The 2-amino-3-benzoylthiophene derivative PD 81,723 is an allosteric enhancer of agonist binding to brain A1 adenosine receptors. One aim of this study was to characterize and contrast the effects of PD 81,723 on the A1 receptor-mediated negative dromotropic and A2a receptor-mediated vasodilatory actions of adenosine and of a nonmetabolizable and unselective N6-(3-pentyl)adenosine derivative. A second aim was to determine the mechanism of action of PD 81,723. In guinea pig isolated hearts, PD 81,723 potentiated the adenosine and the N6-(3-pentyl)adenosine derivative-induced prolongations of the stimulus-to-His bundle (S-H) interval in a concentration-dependent manner. PD 81,723 (30 mumol/L) decreased the EC50 value for adenosine to prolong the S-H interval by ninefold from 7.4 +/- 1.2 to 0.8 +/- 0.1 mumol/L but did not increase the content of adenosine in cardiac effluent. PD 81,723 (30 mumol/L) increased the specific binding of the A1 agonist [3H]cyclohexyladenosine ([3H]CHA) to human atrial and guinea pig atrial and brain membranes by 38%, 78%, and 300%, respectively.
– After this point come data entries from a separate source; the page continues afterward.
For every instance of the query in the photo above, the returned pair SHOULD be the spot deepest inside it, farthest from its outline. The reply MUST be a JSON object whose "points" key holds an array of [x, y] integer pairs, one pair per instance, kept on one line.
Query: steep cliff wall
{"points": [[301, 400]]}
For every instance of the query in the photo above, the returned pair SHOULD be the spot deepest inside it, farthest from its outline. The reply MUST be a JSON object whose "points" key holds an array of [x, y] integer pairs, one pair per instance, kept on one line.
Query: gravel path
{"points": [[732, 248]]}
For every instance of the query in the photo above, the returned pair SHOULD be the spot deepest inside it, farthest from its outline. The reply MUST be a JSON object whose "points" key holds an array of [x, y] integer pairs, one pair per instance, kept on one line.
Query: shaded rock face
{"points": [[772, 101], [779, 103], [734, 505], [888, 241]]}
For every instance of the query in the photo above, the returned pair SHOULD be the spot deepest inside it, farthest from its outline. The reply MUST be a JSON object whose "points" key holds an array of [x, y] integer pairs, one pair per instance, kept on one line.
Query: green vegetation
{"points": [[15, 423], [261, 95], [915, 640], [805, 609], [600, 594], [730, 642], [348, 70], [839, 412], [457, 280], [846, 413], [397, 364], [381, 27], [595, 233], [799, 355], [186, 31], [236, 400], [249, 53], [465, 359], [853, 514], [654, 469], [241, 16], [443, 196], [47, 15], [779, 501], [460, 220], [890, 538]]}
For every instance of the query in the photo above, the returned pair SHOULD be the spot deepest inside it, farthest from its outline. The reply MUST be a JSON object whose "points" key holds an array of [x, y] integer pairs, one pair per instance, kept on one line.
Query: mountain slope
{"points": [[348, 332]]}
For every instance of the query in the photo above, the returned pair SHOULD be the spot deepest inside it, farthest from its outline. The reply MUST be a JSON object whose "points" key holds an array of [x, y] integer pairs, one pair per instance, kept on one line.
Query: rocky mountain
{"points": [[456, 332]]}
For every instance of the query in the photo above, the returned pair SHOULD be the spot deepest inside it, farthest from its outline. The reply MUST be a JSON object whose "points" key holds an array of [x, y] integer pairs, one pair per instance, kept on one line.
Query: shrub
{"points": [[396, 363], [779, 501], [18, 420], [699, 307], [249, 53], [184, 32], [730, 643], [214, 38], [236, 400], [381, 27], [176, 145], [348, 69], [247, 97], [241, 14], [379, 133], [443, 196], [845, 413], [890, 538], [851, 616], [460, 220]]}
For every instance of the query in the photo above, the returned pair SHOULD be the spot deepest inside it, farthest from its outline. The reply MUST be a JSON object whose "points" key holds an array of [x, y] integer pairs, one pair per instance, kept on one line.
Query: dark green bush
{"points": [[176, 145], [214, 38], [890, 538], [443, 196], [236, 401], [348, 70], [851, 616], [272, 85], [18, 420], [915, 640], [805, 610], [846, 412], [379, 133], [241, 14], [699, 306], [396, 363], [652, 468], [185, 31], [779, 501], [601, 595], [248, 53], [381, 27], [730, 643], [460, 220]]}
PD 81,723 also increased the fraction of A1 receptors in the high-affinity binding state by an average of 56 +/- 13%. The dissociation rate of [3H]CHA from guinea pig brain membranes was decreased in the presence of PD 81,723 (10 mumol/L) from 0.55 +/- 0.01/min to 0.35 +/- 0.01/min. PD 81,723 did not alter the binding of the A1 antagonist [3H]cyclopentyldipropylxanthine to guinea pig brain membranes. The IC50 values for 5'-guanylylimidodiphosphate to reduce specific binding of [3H]CHA to guinea pig cardiac and brain membranes were increased from 1.5 +/- 0.2 and 2.0 +/- 0.2 mumol/L in the absence of PD 81,723 to 10 +/- 3.3 and 18 +/- 0.5 mumol/L, respectively, in the presence of PD 81,723 (30 mumol/L). PD 81,723 did not potentiate the coronary vasodilatory actions of the N6-(3-pentyl)adenosine derivative. Specific binding of the A2a agonist [3H]CGS 21680 to brain membranes and the nucleoside transporter ligand [3H]nitrobenzylthioinosine to cardiac membranes was unchanged in the presence of PD 81,723. The results suggest that PD 81,723 specifically potentiates the action of adenosine on A1 receptors by stabilizing receptor-G protein interactions in the presence of agonists.
2-氨基-3-苯甲酰基噻吩衍生物PD 81,723是激动剂与脑A1腺苷受体结合的变构增强剂。本研究的一个目的是表征和对比PD 81,723对腺苷以及一种不可代谢且无选择性的N6-(3-戊基)腺苷衍生物的A1受体介导的负性变传导作用和A2a受体介导的血管舒张作用的影响。第二个目的是确定PD 81,723的作用机制。在豚鼠离体心脏中,PD 81,723以浓度依赖性方式增强腺苷和N6-(3-戊基)腺苷衍生物诱导的刺激至希氏束(S-H)间期延长。PD 81,723(30 μmol/L)将腺苷延长S-H间期的EC50值从7.4±1.2 μmol/L降至0.8±0.1 μmol/L,降低了9倍,但并未增加心脏流出液中腺苷的含量。PD 81,723(30 μmol/L)使A1激动剂[3H]环己基腺苷([3H]CHA)与人心房、豚鼠心房和脑膜的特异性结合分别增加了38%、78%和300%。PD 81,723还使处于高亲和力结合状态的A1受体比例平均增加了56±13%。在存在PD 81,723(10 μmol/L)的情况下,[3H]CHA从豚鼠脑膜的解离速率从0.55±0.01/min降至0.35±0.01/min。PD 81,723未改变A1拮抗剂[3H]环戊基二丙基黄嘌呤与豚鼠脑膜的结合。在不存在PD 81,723时,5'-鸟苷酰亚胺二磷酸降低[3H]CHA与豚鼠心脏和脑膜特异性结合的IC50值分别为1.5±0.2 μmol/L和2.0±0.2 μmol/L,在存在PD 81,723(30 μmol/L)时分别增至10±3.3 μmol/L和18±0.5 μmol/L。PD 81,723未增强N6-(3-戊基)腺苷衍生物的冠状血管舒张作用。在存在PD 81,723的情况下,A2a激动剂[3H]CGS 21680与脑膜的特异性结合以及核苷转运体配体[3H]硝基苄基硫代肌苷与心脏膜的特异性结合未发生变化。结果表明,PD 81,723通过在激动剂存在时稳定受体-G蛋白相互作用,特异性地增强腺苷对A1受体的作用。